Rupiah Tembus Rp18.000 per Dolar AS Pertama Kali dalam Sejarah

Rupiah Tembus Rp18.000 per Dolar AS Pertama Kali dalam Sejarah

Nilai tukar rupiah terhadap dolar Amerika Serikat (AS) mencatatkan sejarah baru dengan menembus level psikologis Rp18.000. Lonjakan ini memicu kekhawatiran pasar terhadap stabilitas ekonomi nasional.

Menteri Keuangan Purbaya Yudhi Sadewa menolak jika pelemahan mata uang garuda ini dikaitkan dengan kondisi fiskal pemerintah, seperti dilansir dari Suara.

Berdasarkan data Investing pada Kamis (4/6/2026), kurs dolar AS menguat 49,4 basis poin atau 0,28 persen ke posisi Rp18.015. Sepanjang perdagangan, mata uang Negeri Paman Sam bergerak pada rentang Rp17.937 hingga Rp18.024.

Data Google Finance memperlihatkan dolar AS sempat menyentuh Rp18.010 pada pukul 06.23 WIB sebelum melandai ke kisaran Rp17.971. Sementara data Bloomberg mencatat penguatan dolar sebesar 0,71 persen secara harian di level Rp17.966.

Menanggapi situasi tersebut, Purbaya menilai faktor utama penurunan nilai rupiah berasal dari sentimen pasar serta berbagai rumor yang berkembang akhir-akhir ini.

"Kalau kita lihat kan tiba-tiba aja penguatannya, pelemahannya 1-2 hari ini kan. Karena ada isu macam-macam, ada rumor macam-macam di pasar," ujar Purbaya.

Penjelasan Menkeu tersebut sekaligus menyangkal tuduhan sejumlah pelaku pasar mengenai memburuknya kondisi Anggaran Pendapatan dan Belanja Negara (APBN).

Menurut Purbaya, kondisi fiskal Indonesia justru menunjukkan perbaikan. Ia memastikan laporan APBN Mei 2026 akan memperlihatkan kondisi yang lebih baik dibandingkan bulan sebelumnya.

"Anda pasti menuduh kebijakan fiskal, kan? Banyak yang billing gara-gara fiskalnya berantakan. Nanti ada update fiskal bulanan. Bulan Mei membaik dibanding April," katanya.

Pemerintah saat ini fokus menjaga fundamental ekonomi nasional. Purbaya percaya pergerakan rupiah dalam jangka panjang akan mengikuti kekuatan ekonomi domestik.

"Pada akhirnya kita percaya rupiah akan ditentukan oleh fondasi ekonominya. Jadi fokus saya di situ," ujarnya.

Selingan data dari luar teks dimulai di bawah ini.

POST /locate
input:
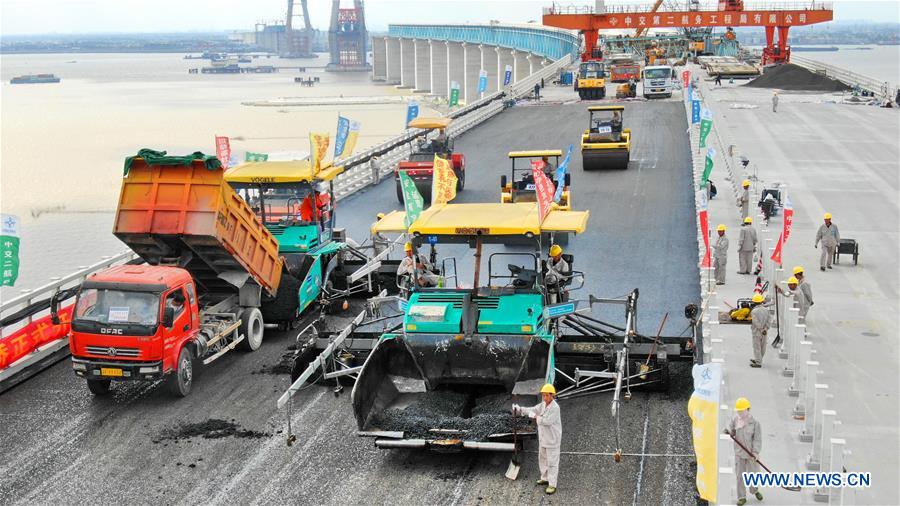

Purbaya juga menegaskan belum ada kebutuhan untuk menggelar rapat darurat Komite Stabilitas Sistem Keuangan (KSSK). Menurutnya, pengelolaan nilai tukar masih menjadi wilayah kewenangan Bank Indonesia (BI).

"Pertama itu kan jurisdiksi Bank Sentral untuk menjaga nilai tukar. Itu biar mereka jalan dulu," kata Purbaya.

Meski demikian, Kementerian Keuangan membuka peluang koordinasi lebih intensif jika tekanan terhadap rupiah semakin besar dan membutuhkan langkah bersama.

Sebelumnya, Bank Indonesia memastikan terus berada di pasar untuk meredam gejolak nilai tukar dan menjaga kecukupan likuiditas valuta asing.

Kepala Departemen Komunikasi BI Ramdan Denny Prakoso mengatakan bank sentral akan mengoptimalkan seluruh instrumen kebijakan untuk menjaga stabilitas pasar keuangan.

"BI terus berada di pasar dengan mengoptimalkan seluruh instrumen kebijakan yang dimiliki untuk memastikan mekanisme pasar berjalan dengan baik dan menjaga kecukupan likuiditas valas," kata Denny.

Sebagai langkah pengendalian, sejak 2 Juni 2026 BI telah menerapkan batas transaksi pembelian valuta asing tunai terhadap rupiah tanpa underlying maksimal US$25.000 per pelaku per bulan.

Selain itu, BI terus memperluas penggunaan mata uang lokal melalui skema Local Currency Transaction (LCT) dengan sejumlah negara mitra seperti Tiongkok, Jepang, Malaysia, Thailand, Korea Selatan, dan Uni Emirat Arab.

Tembusnya level Rp18.000 menjadi alarm baru bagi perekonomian Indonesia. Di tengah derasnya arus keluar modal asing, pasar kini menunggu efektivitas langkah Bank Indonesia serta pemerintah.